Sum Types and Pattern Matching in Java
08 Sep 2019So you’re a Java programmer and while hanging out with your hip dev friends you’ve heard of sum types (aka union types or variants). Now you’re wondering if they make sense for you and how would you use them in Java. In this post I’ll explain the what and the how of sum types and their use in Java.
Product and Sum Types
Type theory says that you can model any real world data using two concepts: product and sum types. As an example, think of the following way of representing a person:
class Person {
String name;
int age;
}
Person is a product type between the type String and the type int, meaning that
any combination of a string and and number are valid (of course within some limits for the age).
The name product type comes from cartesian product,
i.e., the number of values this type can take is the product of the number
of possible values for string and the number of possible values for
integer.
As another example, think of a binary tree in which each leaf holds a value. There are two types of nodes here:
- internal nodes which have two child nodes (
leftandright) - leaf nodes that have a
value
One way to represent the Node type is this:
class Node<T> {
NodeType nodeType;
Node left;
Node right;
T value;
}
enum NodeType { Internal, Leaf }
The logic using this type would have to first check NodeType in order to know
whether it should expect left and right to be valid (non-null) or value to be
valid.
Now you might be thinking: “Yep, I’ve been doing this for ages and everything turned out hunky-dory”. But your new colleague Jimmy or your future self might be of a different opinion:
- By looking at this type they don’t know which data they should expect.
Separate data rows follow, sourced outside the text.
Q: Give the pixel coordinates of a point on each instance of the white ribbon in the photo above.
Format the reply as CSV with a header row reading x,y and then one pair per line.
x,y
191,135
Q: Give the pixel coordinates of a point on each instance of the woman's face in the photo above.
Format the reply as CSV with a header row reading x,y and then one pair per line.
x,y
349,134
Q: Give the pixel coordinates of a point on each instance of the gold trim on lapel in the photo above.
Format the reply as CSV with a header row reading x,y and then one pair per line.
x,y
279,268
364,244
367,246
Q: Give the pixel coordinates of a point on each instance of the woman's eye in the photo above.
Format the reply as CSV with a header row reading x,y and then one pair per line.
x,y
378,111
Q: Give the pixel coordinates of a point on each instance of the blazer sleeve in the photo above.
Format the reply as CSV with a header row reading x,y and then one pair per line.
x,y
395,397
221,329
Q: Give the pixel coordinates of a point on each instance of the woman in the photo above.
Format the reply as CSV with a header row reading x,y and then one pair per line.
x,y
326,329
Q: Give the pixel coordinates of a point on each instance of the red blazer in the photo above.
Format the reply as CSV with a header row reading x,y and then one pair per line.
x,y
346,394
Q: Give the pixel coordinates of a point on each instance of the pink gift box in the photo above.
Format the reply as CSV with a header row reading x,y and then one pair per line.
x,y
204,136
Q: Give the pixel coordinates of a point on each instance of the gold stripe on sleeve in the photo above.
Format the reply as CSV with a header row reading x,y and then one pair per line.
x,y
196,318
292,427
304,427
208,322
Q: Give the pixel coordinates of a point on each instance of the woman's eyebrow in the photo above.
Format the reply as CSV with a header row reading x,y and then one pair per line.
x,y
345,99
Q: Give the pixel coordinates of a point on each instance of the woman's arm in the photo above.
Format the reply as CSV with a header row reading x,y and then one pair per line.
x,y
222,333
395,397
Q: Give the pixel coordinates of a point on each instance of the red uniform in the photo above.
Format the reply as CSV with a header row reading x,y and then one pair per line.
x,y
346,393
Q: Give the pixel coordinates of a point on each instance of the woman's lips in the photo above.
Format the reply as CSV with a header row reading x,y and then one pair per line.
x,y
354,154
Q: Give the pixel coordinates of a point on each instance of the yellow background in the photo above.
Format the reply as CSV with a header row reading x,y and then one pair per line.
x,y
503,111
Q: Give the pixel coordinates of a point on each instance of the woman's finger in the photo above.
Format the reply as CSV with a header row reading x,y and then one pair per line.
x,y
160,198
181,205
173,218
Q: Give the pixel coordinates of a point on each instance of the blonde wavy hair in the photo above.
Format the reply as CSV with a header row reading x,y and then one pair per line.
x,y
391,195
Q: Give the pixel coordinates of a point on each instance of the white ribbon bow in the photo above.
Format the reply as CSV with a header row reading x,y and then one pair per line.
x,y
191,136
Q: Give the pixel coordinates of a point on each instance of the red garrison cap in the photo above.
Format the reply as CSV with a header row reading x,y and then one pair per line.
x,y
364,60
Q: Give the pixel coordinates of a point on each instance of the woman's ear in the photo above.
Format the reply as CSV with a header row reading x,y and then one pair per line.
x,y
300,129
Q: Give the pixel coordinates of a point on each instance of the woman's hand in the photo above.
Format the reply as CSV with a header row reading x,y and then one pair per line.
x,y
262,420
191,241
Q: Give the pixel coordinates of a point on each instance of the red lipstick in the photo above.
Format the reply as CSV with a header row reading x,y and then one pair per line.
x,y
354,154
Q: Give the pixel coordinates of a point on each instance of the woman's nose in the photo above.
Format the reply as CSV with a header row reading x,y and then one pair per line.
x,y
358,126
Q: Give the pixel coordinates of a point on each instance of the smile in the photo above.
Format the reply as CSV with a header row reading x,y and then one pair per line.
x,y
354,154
They think all the combinations are valid. They have to read your other code to understand your intentions.
- Even if they get the drill, they are still humans and make mistakes by the
accessing the
valuedata even if they’ve checked this to be an internal node. The compiler smiles happily though instead of helping.
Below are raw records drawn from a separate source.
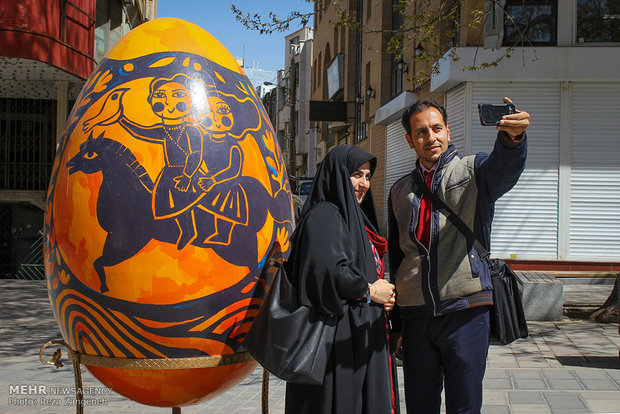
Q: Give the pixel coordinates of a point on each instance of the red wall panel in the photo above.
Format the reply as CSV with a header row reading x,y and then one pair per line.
x,y
51,31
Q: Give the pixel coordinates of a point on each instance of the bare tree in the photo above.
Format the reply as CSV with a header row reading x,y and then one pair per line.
x,y
433,23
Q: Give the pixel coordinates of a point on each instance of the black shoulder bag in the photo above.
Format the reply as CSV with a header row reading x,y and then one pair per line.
x,y
507,316
291,341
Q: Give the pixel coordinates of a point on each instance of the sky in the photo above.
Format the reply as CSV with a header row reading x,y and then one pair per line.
x,y
217,18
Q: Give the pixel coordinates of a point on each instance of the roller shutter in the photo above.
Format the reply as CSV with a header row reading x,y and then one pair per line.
x,y
400,158
455,107
595,172
526,218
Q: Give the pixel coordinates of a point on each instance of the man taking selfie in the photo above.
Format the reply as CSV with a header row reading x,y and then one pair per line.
x,y
443,287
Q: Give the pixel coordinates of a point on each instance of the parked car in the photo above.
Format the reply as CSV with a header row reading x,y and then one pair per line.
x,y
301,186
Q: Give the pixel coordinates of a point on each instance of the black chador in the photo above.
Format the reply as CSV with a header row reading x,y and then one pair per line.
x,y
331,264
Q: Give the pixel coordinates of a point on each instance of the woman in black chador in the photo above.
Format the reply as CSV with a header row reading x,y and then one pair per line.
x,y
336,264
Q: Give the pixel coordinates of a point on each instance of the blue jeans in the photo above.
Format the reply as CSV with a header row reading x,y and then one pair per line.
x,y
450,349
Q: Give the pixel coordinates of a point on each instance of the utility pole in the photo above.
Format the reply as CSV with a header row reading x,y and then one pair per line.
x,y
293,122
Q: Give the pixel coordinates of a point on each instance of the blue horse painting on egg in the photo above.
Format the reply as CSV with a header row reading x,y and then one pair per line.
x,y
199,197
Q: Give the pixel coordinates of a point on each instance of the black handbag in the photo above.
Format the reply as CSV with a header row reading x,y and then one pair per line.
x,y
506,315
292,342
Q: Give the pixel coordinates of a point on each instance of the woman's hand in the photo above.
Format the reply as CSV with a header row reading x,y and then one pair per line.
x,y
382,292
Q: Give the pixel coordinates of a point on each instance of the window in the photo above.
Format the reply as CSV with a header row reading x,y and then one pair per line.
x,y
598,21
396,74
530,23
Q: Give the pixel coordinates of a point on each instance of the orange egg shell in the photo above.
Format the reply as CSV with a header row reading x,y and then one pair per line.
x,y
168,196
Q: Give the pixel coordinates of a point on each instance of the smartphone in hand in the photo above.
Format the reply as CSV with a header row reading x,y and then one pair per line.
x,y
491,114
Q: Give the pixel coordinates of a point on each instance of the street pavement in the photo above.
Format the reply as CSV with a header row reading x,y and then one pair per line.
x,y
566,367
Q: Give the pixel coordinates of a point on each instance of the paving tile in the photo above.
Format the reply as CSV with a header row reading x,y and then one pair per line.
x,y
525,397
496,409
564,374
600,384
529,408
492,397
498,383
564,401
530,384
527,374
591,374
497,373
560,384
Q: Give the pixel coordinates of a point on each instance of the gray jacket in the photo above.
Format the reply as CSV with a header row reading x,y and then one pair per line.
x,y
451,276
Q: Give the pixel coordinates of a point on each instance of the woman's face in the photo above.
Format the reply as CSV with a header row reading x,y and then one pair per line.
x,y
171,100
361,181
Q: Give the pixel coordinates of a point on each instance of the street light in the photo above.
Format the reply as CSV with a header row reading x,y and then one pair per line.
x,y
402,65
418,50
370,92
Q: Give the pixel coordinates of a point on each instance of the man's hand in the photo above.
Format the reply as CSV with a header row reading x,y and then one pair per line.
x,y
515,124
396,344
382,292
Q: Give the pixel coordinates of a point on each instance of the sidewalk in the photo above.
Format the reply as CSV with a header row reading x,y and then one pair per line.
x,y
564,367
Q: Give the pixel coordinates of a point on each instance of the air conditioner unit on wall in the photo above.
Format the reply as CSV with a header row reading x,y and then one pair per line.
x,y
320,151
494,23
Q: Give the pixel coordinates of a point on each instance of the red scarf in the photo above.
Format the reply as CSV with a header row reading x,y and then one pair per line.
x,y
379,248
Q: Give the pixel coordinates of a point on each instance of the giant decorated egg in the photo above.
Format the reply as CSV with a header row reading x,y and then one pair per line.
x,y
168,196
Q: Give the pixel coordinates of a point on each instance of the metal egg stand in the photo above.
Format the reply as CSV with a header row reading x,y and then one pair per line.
x,y
145,363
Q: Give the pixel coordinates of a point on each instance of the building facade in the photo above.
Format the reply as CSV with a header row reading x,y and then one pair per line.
x,y
564,213
48,48
288,104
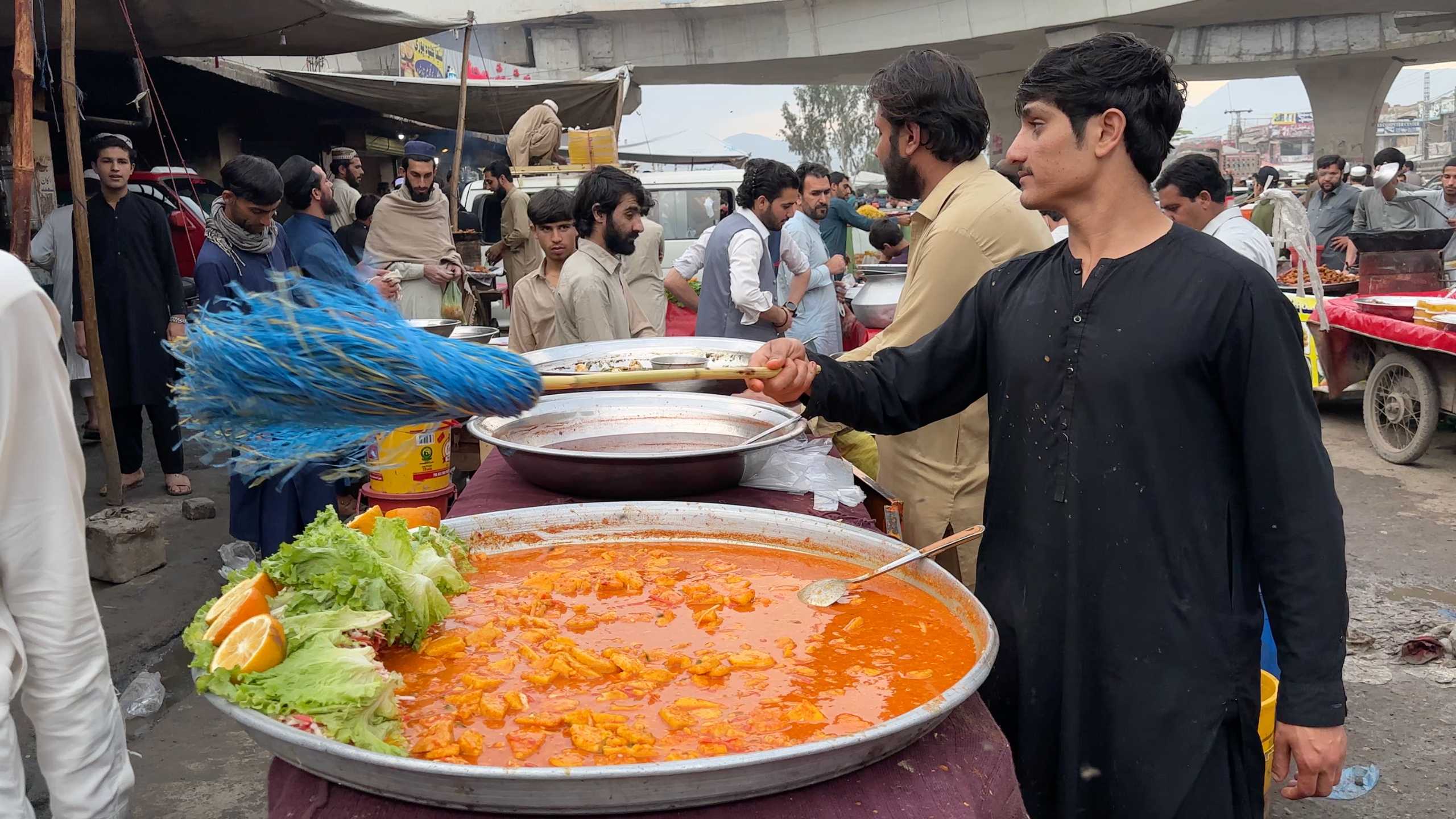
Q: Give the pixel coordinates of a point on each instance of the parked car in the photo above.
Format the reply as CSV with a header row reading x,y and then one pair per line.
x,y
187,196
183,193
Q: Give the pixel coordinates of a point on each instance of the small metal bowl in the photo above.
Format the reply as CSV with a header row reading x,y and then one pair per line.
x,y
439,327
478,334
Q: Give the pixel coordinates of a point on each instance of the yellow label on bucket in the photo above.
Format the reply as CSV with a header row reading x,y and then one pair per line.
x,y
411,461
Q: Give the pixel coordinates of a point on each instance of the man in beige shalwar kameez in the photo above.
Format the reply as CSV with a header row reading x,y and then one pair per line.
x,y
535,138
Can we do better than this? Yes, and you’ve probably guessed it: Node is a sum
type between the type InternalNode and the
type LeafNode. That is, it can be either one or the other, and depending on what it
is, you can expect different data. InternalNode and LeafNode are also called the
variants of the sum type Node.
Many languages have sum types as first class citizens. However, in Java you can still achieve the same by using inheritance. So, for our example:
interface Node<T> {
class InternalNode<T> implements Node<T> {
Node<T> left;
Node<T> right;
}
class LeafNode<T> implements Node<T> {
T value;
}
}
This representation has several advantages:
- by just looking at the type you can see what data is expected in each variant
- you are forced to narrow down the type
Nodeto one of its variants,InternalNodeorLeafNode, before accessing the data. Otherwise, the compiler will bark.
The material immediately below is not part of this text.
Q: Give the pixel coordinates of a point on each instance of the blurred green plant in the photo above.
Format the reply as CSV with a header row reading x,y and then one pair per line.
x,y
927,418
Narrowing Down a Sum Type, aka Pattern Matching
Let’s say we want to write some algorithms using the Node type:
- compute the depth of the tree
- extract all the values from the tree
- print down the tree
All these need to narrow down the Node type. How do we do that? The recommended
way is to use polymorphism in one
way or another, or in other words: “thou shalt not cast”. If you are writing more than
one algorithm, you’d probably use
the visitor pattern. However, to me it
seems that to use the visitor pattern you have to write quite a lot of plumbing for every little sum type you define.
I risk getting burned at the stake for this, but I think using instanceof
and casting is not such a bad alternative. Actually many modern languages
provide a concept equivalent to this. This concept is called pattern matching (well,
pattern matching is a bit broader concept, but that’s for another post).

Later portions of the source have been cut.